9 Responses to "Weekend Reading – Death by PowerPoint, Bond ETFs, RESPs and more #moneystuff"

  1. Individual bonds had always been my choice, but now that high grade corporate bonds pay virtually nothing as they mature I’ve had to resort to etfs. ZAG and ZCS are my current choices, along with a bit from XGRO. Only represents about 5% of our holdings but I’m slowly building that war chest. I am also considering switching to ZSB which I think is an even better option.

    Reply
    1. Thanks RBull. I certainly see some merit with ZAG and/or just own some XGRO to your point for those nearing retirement since they get the all-in-one rebalancing as well. Folks could also do well over time with a “BAL” fund but I’m simply not very fond of bonds unless you are using them for portfolio stabilizers and/or to park money when the next financial correction occurs – and then deploy the bonds to equities when things tank.

      I guess because I’m still in my working and asset accumulation years, I don’t see huge value in bonds right now. I also have a pension as you know in my future, so that’s always been considered “a big bond” to me.

      Alas, I’m sure I’ll change my mind on bonds a few times in the future 🙂

      BTW – you’re a Twitter machine. Ha.
      Mark

      Reply
      1. Deane Hennigar (RBull) · Edit

        Ya, we’ve had that discussion many times. You being in asset accumulation phase, then planning to earn income in semi retirement, and finally having a pension available is different than where I’m at. Have been where you are and I changed in full retirement, for the very reasons you refer to. I give up some return potential but I’ve understood for years now I don’t “need” to do anything more. Don’t spend what we could now and its certainly not all about the money, and no heirs to consider either. IMHO, this is also the most stimulated and manipulated stock, rate, and debt markets the world has ever known, and recency bias is prevalent now. Maybe it will keep rocketing to the moon (ha) or maybe it will all implode. Even paying off cheap debt with a lot of capital tied up like real estate “seems” dumb, vs investing it. Savers punished and debtors rewarded. Its an upside down world. Weird. But things change.

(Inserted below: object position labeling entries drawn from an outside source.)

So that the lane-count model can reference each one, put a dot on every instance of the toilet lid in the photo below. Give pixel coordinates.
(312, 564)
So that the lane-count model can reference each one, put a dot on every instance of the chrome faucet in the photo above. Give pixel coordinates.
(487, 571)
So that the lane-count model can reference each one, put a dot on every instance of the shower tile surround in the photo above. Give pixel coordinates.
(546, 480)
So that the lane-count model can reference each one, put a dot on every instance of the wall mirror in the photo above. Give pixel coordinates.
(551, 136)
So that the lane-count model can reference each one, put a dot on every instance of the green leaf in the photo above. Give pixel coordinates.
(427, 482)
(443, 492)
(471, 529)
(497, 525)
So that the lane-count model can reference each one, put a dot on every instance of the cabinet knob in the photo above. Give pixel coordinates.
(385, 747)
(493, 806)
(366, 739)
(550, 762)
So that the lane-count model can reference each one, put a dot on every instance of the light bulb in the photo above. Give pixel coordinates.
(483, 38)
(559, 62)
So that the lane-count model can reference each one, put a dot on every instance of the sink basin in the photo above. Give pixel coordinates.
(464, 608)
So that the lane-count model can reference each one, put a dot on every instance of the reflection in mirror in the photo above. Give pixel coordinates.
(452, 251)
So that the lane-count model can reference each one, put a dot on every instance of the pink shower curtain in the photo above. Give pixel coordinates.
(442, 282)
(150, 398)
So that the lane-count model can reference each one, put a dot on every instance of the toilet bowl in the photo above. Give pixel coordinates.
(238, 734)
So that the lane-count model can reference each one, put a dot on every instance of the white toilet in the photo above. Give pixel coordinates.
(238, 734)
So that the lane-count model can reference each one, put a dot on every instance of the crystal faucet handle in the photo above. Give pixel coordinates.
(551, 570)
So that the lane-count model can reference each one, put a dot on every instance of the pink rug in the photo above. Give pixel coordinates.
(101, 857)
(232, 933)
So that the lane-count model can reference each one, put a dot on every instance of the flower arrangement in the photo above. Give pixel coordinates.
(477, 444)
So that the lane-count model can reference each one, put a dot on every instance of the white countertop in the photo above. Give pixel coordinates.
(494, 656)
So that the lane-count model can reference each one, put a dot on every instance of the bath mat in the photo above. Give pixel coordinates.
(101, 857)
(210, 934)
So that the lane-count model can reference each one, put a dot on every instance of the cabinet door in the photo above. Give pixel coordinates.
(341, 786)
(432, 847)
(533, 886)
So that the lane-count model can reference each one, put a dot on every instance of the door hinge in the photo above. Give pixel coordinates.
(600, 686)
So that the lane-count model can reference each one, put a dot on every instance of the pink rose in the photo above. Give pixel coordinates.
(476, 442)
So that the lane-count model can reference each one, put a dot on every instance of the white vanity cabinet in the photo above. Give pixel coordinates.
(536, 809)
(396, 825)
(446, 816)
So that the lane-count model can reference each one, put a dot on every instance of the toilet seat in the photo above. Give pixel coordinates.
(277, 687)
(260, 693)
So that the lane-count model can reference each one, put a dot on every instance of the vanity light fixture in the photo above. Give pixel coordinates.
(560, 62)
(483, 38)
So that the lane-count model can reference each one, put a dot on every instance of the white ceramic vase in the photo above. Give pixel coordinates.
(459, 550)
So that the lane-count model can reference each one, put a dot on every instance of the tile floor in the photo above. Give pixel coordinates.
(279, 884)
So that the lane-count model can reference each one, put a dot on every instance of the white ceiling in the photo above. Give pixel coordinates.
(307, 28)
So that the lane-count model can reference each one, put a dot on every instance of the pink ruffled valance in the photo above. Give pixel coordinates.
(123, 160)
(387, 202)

        At age 62 a 70/30 split after having trimmed from the mid/upper 70’s recently is a bit of balance for me. Whenever we do have that real reset I’ll probably have a few bucks to throw back into equities. And $52K/yr+ indexed from CPP/OAS in 7-8 years looks sweet.

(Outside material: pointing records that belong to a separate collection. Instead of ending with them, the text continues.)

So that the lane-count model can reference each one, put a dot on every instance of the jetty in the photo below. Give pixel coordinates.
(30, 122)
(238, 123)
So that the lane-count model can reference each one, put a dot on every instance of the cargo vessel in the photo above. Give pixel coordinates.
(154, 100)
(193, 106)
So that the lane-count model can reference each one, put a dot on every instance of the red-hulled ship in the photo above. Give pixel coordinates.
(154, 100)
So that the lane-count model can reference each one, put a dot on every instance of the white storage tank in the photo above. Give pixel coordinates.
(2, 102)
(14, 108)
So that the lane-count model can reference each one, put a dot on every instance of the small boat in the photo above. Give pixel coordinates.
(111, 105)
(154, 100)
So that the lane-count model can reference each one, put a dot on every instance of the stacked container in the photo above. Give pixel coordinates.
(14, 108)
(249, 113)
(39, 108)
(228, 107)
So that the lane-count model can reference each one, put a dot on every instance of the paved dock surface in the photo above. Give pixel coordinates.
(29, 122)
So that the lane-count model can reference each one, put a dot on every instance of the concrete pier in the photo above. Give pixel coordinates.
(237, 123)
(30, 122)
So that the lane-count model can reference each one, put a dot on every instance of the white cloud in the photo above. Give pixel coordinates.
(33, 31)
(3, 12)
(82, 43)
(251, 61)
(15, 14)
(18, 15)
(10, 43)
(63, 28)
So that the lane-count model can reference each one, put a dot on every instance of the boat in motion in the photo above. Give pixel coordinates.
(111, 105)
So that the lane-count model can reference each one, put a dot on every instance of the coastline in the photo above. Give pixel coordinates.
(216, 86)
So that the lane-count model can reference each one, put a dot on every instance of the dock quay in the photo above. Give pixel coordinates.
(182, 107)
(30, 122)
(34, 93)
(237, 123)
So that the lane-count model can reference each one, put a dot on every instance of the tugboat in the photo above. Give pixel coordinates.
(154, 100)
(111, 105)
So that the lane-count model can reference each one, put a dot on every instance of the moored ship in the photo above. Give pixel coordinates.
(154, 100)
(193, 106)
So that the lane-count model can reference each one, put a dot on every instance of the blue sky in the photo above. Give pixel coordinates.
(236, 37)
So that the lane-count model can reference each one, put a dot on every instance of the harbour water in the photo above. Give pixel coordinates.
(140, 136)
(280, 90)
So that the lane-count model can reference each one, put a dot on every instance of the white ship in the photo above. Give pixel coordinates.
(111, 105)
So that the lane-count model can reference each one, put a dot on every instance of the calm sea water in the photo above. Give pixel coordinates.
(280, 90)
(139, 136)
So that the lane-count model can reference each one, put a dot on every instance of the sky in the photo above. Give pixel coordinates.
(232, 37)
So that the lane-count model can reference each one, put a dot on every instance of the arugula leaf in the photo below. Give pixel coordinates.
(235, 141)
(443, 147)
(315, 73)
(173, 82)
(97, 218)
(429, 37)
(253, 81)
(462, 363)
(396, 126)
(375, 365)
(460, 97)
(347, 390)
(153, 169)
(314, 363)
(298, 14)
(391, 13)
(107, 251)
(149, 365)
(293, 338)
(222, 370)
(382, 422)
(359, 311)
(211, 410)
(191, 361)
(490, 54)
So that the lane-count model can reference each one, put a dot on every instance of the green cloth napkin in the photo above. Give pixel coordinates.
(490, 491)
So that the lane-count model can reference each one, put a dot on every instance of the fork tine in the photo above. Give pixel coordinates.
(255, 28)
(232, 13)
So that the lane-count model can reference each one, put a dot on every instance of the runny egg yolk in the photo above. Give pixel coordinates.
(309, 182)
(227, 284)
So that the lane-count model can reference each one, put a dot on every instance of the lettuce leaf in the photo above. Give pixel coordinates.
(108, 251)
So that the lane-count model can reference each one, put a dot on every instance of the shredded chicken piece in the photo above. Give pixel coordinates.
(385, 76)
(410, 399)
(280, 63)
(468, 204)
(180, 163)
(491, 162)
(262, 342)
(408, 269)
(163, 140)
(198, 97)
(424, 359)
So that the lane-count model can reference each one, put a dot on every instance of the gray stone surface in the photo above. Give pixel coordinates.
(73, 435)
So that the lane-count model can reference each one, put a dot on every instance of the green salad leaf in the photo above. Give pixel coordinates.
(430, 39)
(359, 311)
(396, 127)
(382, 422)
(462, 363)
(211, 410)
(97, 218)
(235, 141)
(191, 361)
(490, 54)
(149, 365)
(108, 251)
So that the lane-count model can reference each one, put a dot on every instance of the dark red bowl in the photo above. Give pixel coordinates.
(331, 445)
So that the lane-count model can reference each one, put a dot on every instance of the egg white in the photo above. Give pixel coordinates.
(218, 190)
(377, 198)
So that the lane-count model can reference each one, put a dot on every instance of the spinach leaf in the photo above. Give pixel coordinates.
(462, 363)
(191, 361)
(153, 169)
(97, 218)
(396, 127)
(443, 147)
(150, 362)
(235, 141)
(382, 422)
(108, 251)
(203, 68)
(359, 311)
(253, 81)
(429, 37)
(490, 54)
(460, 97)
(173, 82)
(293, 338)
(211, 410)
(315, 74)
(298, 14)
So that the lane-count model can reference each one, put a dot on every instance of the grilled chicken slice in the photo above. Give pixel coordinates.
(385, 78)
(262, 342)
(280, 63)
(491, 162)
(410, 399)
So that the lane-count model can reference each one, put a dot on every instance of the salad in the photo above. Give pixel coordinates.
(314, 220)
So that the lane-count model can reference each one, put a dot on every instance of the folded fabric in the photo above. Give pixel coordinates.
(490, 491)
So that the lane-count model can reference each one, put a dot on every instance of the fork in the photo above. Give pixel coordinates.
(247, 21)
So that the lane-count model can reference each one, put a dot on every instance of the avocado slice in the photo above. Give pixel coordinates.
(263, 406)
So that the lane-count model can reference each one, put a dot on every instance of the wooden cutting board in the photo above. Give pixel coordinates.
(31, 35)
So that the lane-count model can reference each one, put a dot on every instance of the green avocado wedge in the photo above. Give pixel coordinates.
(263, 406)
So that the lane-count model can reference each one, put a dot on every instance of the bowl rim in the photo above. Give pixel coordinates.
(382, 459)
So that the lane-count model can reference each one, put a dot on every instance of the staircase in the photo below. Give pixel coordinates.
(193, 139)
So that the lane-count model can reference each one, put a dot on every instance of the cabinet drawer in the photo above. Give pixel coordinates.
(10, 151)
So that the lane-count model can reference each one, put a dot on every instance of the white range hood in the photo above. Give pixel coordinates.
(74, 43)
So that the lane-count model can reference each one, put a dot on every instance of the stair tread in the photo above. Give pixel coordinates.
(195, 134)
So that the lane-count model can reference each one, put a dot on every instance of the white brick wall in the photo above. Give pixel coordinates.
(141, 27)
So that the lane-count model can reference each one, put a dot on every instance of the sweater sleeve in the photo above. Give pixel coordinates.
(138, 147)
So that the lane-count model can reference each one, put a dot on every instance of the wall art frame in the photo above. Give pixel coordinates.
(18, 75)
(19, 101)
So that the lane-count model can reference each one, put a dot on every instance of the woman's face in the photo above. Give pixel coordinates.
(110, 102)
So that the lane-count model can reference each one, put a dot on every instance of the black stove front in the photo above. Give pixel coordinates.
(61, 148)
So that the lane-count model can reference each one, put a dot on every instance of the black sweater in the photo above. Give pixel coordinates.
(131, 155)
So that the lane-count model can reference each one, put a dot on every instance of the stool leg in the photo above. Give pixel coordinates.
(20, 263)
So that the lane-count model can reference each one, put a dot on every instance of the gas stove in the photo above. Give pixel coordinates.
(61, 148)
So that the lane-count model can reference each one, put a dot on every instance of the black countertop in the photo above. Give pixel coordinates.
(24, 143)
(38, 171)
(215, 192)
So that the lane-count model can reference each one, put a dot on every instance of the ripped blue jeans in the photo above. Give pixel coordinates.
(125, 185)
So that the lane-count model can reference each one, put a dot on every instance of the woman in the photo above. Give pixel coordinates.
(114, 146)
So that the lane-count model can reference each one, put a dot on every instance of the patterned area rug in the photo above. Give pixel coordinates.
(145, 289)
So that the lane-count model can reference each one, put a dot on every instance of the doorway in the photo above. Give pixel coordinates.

        Twitter…machine…lol…a twitter nut maybe.

        Deane

        Reply
  2. Great article as usual Mark! a lot of info to digest 🙂 I can relate to your reader’s problem regarding the resp , during last year market crash my son ( first year university) was trying to access the fund but we didn’t want to withdraw the money at a 34% discount so we ended up paying for his tuition from our account untill market went back to normal by year end , I guess having a HELOC will help also to weather the storm in some cases, this year is my daughter’s turn as she starts her first year in university but the situation is much better then last year:) when they were born we automaticaly signed up with a private financial institution and i completely ignored my friend warnings about the fees they charge and at that time 19 years ago i never heard of a TD e-series 🙂 but although the fees were high but I’m glad we did it because it should cover both of their education fees with no loans needed.

    Reply
    1. Excellent to hear Gus, re: even with higher fees, sticking to a long-term plan led to RESP success. Best wishes for your daughter in the years ahead!

      Reply
  3. It takes subject knowledge to make a presentation without notes on front of you.
    The best presentation that I ever saw had two slides, throughout the presentation there was a picture of a duck swimming on a lake then right at the end we saw a cutaway showing the duck paddling like mad under the the nice calm water. We had been held mesmerized by the presentation for about anhour!